Illinois Tool Works to double acquisitions in 2011

By Dow Jones Newswires
Posted Feb. 1 at 5:53 a.m.

Illinois Tool Works Inc. expects business acquisitions in 2011 to bring the company $800 million to $1 billion a year in additional revenue, nearly double the amount from 2010.

Chairman and Chief Executive David Speer said the company’s pipeline of potential acquisitions steadily improved throughout 2010, allowing the company to step up its acquisition goal for 2011. Last year, the company bought 24 companies with combined annual revenues of $530 million. Prior to 2009, ITW had been averaging $1 billion a year in acquired revenue. But the economic recession soured the market for acquisitions.

“I’m optimistic that as we head into the year we’re going to see improvement in the acquisition environment for us,” Speer said during a conference call Monday with analysts. “We certainly have seen steady improvement in the 1 8 deal 3 8 pipeline as we entered” 2011.

ITW is expected to be about one-third of the way to $1 billion when it closes its recent purchase of Royal Dutch Shell PLC’s car-care products portfolio. Shell’s Sopus Products unit, which includes Black Magic liquid wax, Gumout fuel system cleaner and Slick 50 engine oil additive, has annual sales of about $300 million a year, according to a Citi Investment Research report. ITW’s acquisition of Sopus, which stands for Shell Oil Products U.S., is scheduled to close by the end of March.

ITW operates almost 800 separate businesses grouped under nearly 10 business segments, including auto parts, industrial packaging, commercial kitchen equipment and building supplies. The Glenview-based company depends on acquisitions to fortify slow-growing base revenue from existing businesses. Moreover, Speer is counting on acquisitions in the coming years to provide ITW with enough companies to create several additional business segments.

Speer expects a robust market for acquisitions to be enhanced by private-equity firms selling companies to generate profits for their investors. Private-equity selling “will be a good, solid indication of improved acquisition activity for us,” Speer said.

Conversely, Speer acknowledged that private-equity firms anxious to put their investors’ money to work have run up prices for the small and midsize companies sought by ITW. Speer blamed unfavorable pricing for the lack of deals in 2010.

“Valuations are still somewhat challenging, but we’re able to make headway,” Speer said.

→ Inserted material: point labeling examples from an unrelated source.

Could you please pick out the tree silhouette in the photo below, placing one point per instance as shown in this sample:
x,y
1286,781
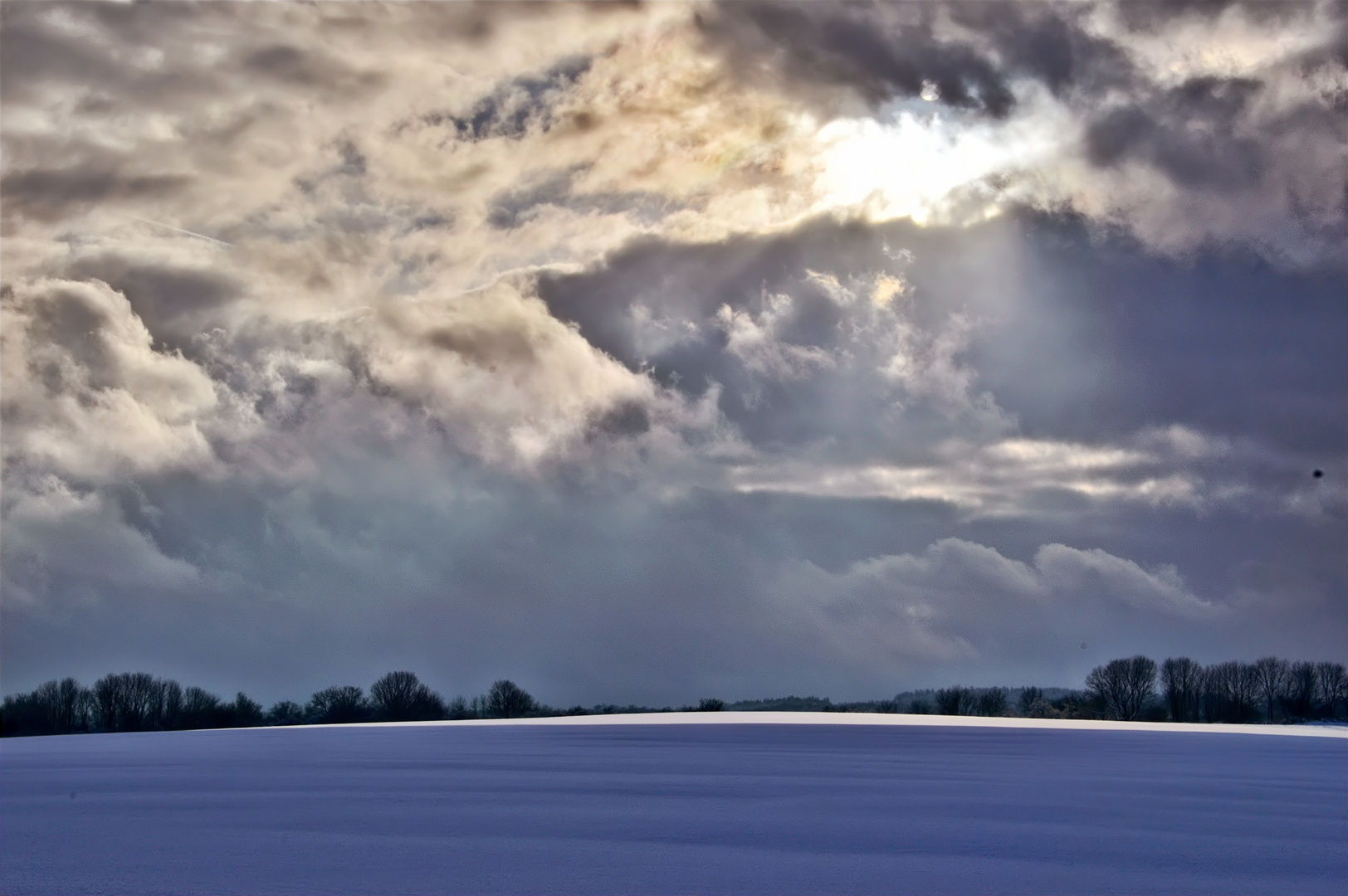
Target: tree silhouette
x,y
1270,674
337,705
1028,697
1333,686
993,701
506,699
401,697
1125,684
953,701
1181,680
286,713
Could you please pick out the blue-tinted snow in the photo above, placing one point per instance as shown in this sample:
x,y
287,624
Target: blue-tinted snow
x,y
674,809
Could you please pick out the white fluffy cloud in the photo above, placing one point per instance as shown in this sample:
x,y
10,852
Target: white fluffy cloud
x,y
294,272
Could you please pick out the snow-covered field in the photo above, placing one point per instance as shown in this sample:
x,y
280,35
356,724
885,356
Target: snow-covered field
x,y
600,807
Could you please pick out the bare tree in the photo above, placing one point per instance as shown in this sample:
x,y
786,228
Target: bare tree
x,y
1180,680
1270,674
1298,690
200,709
246,712
458,708
953,701
993,701
170,705
1125,684
506,699
1333,686
339,705
1028,695
286,713
401,697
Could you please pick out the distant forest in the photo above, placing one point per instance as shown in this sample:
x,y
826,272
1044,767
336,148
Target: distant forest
x,y
1270,690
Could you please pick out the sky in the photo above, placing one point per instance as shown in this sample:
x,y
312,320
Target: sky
x,y
652,352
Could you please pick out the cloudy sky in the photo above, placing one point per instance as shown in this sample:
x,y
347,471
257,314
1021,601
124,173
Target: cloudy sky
x,y
657,352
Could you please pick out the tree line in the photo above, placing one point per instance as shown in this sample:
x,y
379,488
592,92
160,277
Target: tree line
x,y
142,702
1268,690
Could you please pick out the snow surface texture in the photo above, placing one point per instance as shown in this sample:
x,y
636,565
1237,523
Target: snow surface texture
x,y
676,809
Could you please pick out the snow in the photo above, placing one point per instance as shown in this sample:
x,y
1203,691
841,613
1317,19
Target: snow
x,y
680,803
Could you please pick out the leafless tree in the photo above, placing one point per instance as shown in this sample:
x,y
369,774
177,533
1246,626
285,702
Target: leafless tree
x,y
286,713
337,705
170,705
993,701
506,699
1229,691
1298,690
246,712
1028,695
1333,686
953,701
1180,680
200,709
1125,684
401,697
1270,674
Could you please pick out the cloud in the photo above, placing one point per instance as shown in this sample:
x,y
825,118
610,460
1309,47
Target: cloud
x,y
86,395
564,336
960,602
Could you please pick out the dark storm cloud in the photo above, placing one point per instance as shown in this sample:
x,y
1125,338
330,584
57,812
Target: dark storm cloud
x,y
1188,134
552,345
514,107
879,51
172,302
51,194
555,190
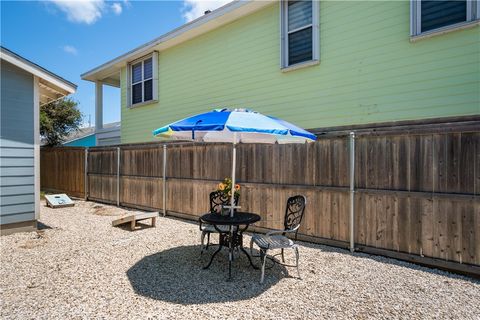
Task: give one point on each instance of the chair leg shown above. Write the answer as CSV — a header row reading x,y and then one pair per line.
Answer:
x,y
202,240
296,258
263,258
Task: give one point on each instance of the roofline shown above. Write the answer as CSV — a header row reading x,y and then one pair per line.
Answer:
x,y
227,8
37,70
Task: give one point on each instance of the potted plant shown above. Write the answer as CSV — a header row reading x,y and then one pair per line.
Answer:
x,y
225,187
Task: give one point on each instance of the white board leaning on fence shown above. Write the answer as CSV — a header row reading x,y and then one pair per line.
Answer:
x,y
59,200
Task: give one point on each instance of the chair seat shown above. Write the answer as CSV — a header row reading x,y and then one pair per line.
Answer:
x,y
272,242
211,228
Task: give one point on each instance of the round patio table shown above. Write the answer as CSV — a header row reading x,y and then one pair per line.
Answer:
x,y
233,237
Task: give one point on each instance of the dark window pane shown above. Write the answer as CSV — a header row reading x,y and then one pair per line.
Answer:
x,y
299,14
147,69
137,93
441,13
300,46
147,90
137,72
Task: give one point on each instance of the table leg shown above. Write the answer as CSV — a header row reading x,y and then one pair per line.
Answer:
x,y
213,256
249,258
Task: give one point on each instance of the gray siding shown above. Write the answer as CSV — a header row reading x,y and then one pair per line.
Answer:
x,y
17,198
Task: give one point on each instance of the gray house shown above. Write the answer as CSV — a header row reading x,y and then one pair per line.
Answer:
x,y
24,86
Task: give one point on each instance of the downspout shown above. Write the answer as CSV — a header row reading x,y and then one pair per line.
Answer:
x,y
352,191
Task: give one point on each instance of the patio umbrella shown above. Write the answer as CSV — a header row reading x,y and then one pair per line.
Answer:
x,y
235,126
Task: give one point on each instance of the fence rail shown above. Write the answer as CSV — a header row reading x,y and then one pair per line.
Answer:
x,y
416,195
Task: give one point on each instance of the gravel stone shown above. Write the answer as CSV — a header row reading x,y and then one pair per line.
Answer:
x,y
80,267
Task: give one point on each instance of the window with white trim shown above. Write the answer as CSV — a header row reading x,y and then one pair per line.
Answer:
x,y
143,80
299,25
438,15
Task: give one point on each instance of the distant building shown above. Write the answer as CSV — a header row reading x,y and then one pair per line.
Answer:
x,y
25,86
87,137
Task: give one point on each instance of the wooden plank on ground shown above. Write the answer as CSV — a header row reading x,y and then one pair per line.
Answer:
x,y
135,217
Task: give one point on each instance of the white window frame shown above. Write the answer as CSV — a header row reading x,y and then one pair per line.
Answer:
x,y
472,15
154,78
284,36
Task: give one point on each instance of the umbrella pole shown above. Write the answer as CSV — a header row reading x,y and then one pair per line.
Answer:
x,y
234,160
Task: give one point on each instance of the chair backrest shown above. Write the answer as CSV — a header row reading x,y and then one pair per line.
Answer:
x,y
219,199
294,212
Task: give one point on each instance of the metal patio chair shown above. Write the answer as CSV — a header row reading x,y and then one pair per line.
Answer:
x,y
276,239
217,201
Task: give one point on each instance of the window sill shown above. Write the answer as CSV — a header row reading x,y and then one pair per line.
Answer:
x,y
300,65
142,104
444,30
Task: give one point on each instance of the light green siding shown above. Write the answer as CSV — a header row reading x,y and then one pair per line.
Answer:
x,y
369,72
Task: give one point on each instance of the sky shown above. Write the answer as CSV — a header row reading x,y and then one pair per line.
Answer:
x,y
72,37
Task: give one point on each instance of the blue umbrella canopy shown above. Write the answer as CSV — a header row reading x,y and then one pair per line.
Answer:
x,y
239,125
234,126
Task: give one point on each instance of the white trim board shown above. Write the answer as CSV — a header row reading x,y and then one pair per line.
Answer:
x,y
36,147
37,71
219,17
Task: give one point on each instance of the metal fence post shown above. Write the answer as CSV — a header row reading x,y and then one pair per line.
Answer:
x,y
352,191
85,177
118,176
164,180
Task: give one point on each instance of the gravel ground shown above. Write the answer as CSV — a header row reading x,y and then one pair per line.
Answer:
x,y
79,266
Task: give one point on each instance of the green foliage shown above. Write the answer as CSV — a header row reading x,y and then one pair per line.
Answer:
x,y
58,119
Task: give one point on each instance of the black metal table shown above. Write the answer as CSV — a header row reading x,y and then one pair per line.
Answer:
x,y
233,237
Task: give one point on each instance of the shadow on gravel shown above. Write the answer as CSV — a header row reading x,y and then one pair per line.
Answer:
x,y
392,261
176,275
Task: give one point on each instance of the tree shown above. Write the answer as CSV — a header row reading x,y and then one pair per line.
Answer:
x,y
58,119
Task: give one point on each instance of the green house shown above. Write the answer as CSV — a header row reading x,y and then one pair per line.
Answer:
x,y
317,64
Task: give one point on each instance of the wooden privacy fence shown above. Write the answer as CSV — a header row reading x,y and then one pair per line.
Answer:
x,y
416,196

For 2011, the company forecast earnings of $3.60 to $3.84 on revenue growth of 12 percent to 15 percent. Analysts polled by Thomson Reuters were expecting $3.70 and 9.9 percent revenue growth. The company’s net income for 2010 was $1.52 billion, or $3.03 a share, from revenue of $15.8 billion.

For the first quarter, ITW predicted earnings of 81 cents to 87 cents on 12 percent to 15 percent revenue growth. Analysts had forecast a 76-cent profit on 11 percent revenue growth.

ITW said rising prices for steel, chemicals and feedstocks for plastic have squeezed margins from some business segments, particularly food equipment, industrial packaging and laminate surfaces.

Speer said ITW is passing along higher expenses for materials to its customers through price increases for finished goods.

ITW’s 13.9 percent overall operating margin for the quarter was up from 12.7 percent a year earlier, but was down two points from the third-quarter, raising investors’ concerns about material cost headwinds. Illinois Tool Works ended Monday’s regular trading session down 2.2 percent, or $1.22, at $53.49 a share.

“It’s explainable and understandable, but it’s disappointing,” said Eli Lustgarten, an analyst for Longbow Research, about the company’s margin pressure. “It was a disappointing quarter.”

For the fourth quarter, the company reported a profit of $392.8 million, or 79 cents a share, down from $507.4 million, or $1.01 a share, a year earlier. The year-earlier period included a 37-cent tax-related gain. Revenue rose 11 percent, to $4.17 billion.